4 - Le bannissement

        Les larmes coulent sur mes joues. J'en ai assez d'attendre. Assez de revoir tous ces souvenirs.

        Je préviens Caem et récupère mes affaires ainsi que le bol. Il se lève également et m'aide à ramasser nos affaires. En vérité, il est aussi peu patient que moi, mais il sait le cacher, surtout quand cela me concerne.

        Il me prend par la main et nous traversons le ruisseau avant de remonter vers la chute. De ce côté les racines sont plus nombreuses, mais nous ne pourrions que difficilement franchir le cours d'eau plus loin. Mon frère doit plusieurs fois m'empêcher de tomber.

        - Ce n'est pas parce que tu vas le voir qu'il se réveillera, Carys, me rappelle-t-il.

        - Mais lui parler et s'occuper de lui ne peut que l'aider.

        Il ne comprend pas pourquoi je m'inquiète tellement, mais lui ne sait pas que Cirth est un martyr. Et il ne sait pas non plus ce que j'ai fait.
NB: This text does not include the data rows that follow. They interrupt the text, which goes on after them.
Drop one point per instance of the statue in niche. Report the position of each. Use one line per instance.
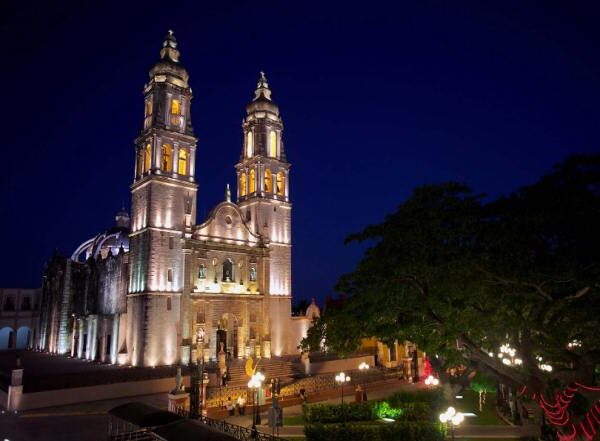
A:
(227, 270)
(188, 204)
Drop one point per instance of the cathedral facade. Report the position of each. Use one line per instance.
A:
(159, 288)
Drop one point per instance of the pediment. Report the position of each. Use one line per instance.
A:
(225, 223)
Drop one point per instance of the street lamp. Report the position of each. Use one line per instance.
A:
(431, 381)
(452, 418)
(200, 360)
(255, 384)
(364, 367)
(342, 379)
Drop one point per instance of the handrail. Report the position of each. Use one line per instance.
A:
(238, 432)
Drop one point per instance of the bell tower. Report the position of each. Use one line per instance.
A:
(263, 197)
(163, 206)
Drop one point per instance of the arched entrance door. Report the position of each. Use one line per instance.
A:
(228, 334)
(6, 338)
(23, 336)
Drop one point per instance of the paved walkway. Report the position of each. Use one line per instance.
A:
(379, 391)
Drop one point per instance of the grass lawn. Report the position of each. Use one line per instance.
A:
(487, 416)
(293, 420)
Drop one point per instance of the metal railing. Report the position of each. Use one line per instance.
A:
(238, 432)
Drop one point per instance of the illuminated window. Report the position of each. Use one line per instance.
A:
(280, 184)
(182, 164)
(140, 164)
(175, 107)
(167, 157)
(252, 182)
(273, 144)
(268, 181)
(249, 146)
(227, 270)
(147, 157)
(243, 184)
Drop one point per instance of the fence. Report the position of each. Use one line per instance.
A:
(216, 397)
(238, 432)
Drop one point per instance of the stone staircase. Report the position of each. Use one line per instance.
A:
(274, 367)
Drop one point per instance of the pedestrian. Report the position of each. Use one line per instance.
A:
(241, 402)
(229, 406)
(303, 395)
(278, 386)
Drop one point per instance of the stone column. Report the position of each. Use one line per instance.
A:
(80, 325)
(184, 311)
(114, 344)
(64, 315)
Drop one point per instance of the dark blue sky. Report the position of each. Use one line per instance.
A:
(376, 98)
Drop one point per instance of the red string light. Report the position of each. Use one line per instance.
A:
(558, 415)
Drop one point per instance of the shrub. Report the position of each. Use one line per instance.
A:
(333, 413)
(366, 411)
(402, 430)
(433, 397)
(382, 409)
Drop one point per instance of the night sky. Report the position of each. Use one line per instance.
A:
(376, 99)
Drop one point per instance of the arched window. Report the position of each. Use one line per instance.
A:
(243, 184)
(182, 164)
(268, 181)
(280, 184)
(249, 145)
(147, 157)
(140, 164)
(227, 270)
(252, 182)
(175, 107)
(167, 157)
(273, 144)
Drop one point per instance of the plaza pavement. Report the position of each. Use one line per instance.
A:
(89, 421)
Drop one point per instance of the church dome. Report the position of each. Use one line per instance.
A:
(168, 67)
(111, 241)
(262, 98)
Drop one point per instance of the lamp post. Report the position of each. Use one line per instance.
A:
(255, 384)
(432, 381)
(364, 367)
(342, 379)
(452, 418)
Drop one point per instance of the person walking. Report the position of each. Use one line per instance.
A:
(241, 403)
(229, 406)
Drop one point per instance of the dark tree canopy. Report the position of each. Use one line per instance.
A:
(450, 267)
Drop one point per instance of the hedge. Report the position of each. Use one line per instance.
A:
(433, 397)
(401, 430)
(365, 411)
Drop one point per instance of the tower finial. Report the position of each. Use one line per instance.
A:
(169, 49)
(227, 193)
(262, 88)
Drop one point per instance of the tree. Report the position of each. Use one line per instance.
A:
(459, 276)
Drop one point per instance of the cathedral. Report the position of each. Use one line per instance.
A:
(159, 288)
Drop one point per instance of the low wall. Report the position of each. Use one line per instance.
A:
(61, 397)
(340, 364)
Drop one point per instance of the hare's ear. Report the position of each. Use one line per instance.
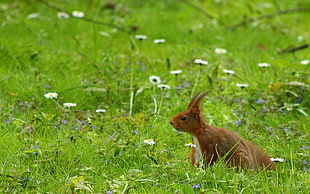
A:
(194, 105)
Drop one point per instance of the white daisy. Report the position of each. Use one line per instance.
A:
(149, 141)
(63, 15)
(242, 85)
(69, 104)
(263, 64)
(201, 62)
(140, 37)
(154, 79)
(176, 72)
(228, 71)
(305, 62)
(159, 41)
(33, 16)
(163, 86)
(220, 51)
(78, 14)
(51, 95)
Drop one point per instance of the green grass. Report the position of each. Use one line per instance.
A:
(46, 147)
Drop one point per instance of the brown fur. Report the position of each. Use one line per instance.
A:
(218, 143)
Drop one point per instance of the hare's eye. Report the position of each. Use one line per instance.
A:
(183, 118)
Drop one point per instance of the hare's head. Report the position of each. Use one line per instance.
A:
(191, 119)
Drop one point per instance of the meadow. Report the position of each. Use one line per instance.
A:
(87, 90)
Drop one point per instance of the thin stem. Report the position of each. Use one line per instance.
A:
(196, 81)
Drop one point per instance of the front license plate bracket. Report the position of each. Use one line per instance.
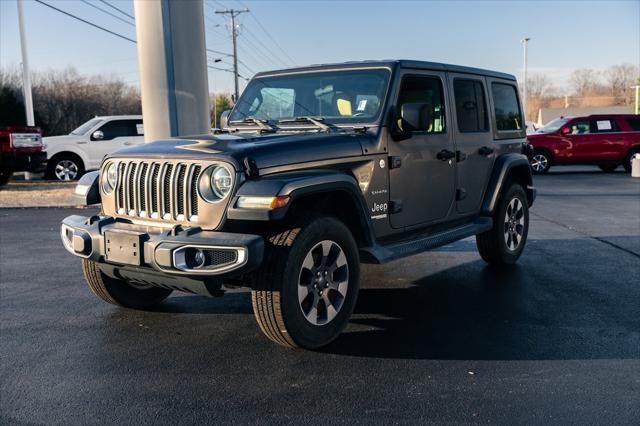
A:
(123, 247)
Je repense rageusement à ce qui est arrivé deux semaines plus tôt.

*

        Il s'est avéré que Cirth avait raison ; les villageois ont fini par découvrir sa marque.

        Après plusieurs autres mois, il était complètement accepté, même s'il préférait continuer de vivre un peu à l'écart.

        Il était venu me retrouver au village à l'heure du déjeuner. Quelques enfants nous avaient rejoints sur la place et voulaient jouer avec nous. Alors qu'ils couraient tous autour de lui, l'un des plus jeunes a tiré sur le vêtement de Cirth pour attirer son attention.

        C'était le pull fabriqué par ma mère à son arrivée. Elle ne connaissait pas sa taille et l'avait fait un peu trop grand ; cela suffisait pour dévoiler la marque sur son épaule en tirant sur le tissu.

        Une vieille elfe nous regardait avec tendresse juste avant. Elle a poussé un hurlement qui a ameuté tous les hommes proches de nous. Ils s'en sont pris à Cirth sitôt qu'ils ont vu le tatouage. Le chef du village lui a ordonné de retirer le vêtement et un silence a accueilli la découverte.

        Sous le coup de la peur ou de la menace peut-être - il m'avait expliqué que cela arrivait parfois -, une crise s'est déclenchée. Les autres ne s'en sont pas rendu compte, parce qu'il avait appris à masquer sa souffrance, mais moi je savais le reconnaitre. C'est la seule raison pour laquelle les autres ont réussi à le frapper ; parce qu'il était trop concentré à gérer sa propre douleur pour se protéger de celle infligée par les villageois.

        Je me suis interposée entre eux, appuyée par Caem et ma mère, et un nouveau silence s'est installé. Mon oncle, qui faisait partie du conseil, s'est avancé et m'a demandé si j'aimais cette créature.

        J'ai acquiescé. Et ils m'ont bannie.

        J'étais autorisée à habiter dans la chaumière où il résidait, à l'écart du village, mais je devrais me débrouiller avec pour la nourriture ainsi que pour les soins. Je n'avais le droit de revenir qu'une fois par mois, le matin. S'ils n'ont pas chassé Cirth de la région, je le dois entièrement à ma mère. Elle n'a pas essayé de me défendre car cela était peine perdue, mais elle a obtenu qu'il puisse vivre à l'écart de la communauté avec moi. Tant qu'aucune catastrophe ne prouvait que sa présence était néfaste, aucun mal ne lui serait fait.

        Tous les regards se sont chargés de crainte et de haine. Nous avons été escortés jusqu'à notre logement et ils ont brûlé devant nos yeux les affaires que Cirth avait laissées sur la place. Ils ont ensuite rapporté les miennes et les ont aussi brûlées, une par une. Ils sont partis en laissant derrière eux un tas de cendres.

        Aujourd'hui, il ne me reste que le peu de choses que Caem a réussi à cacher, sur ordre de ma mère.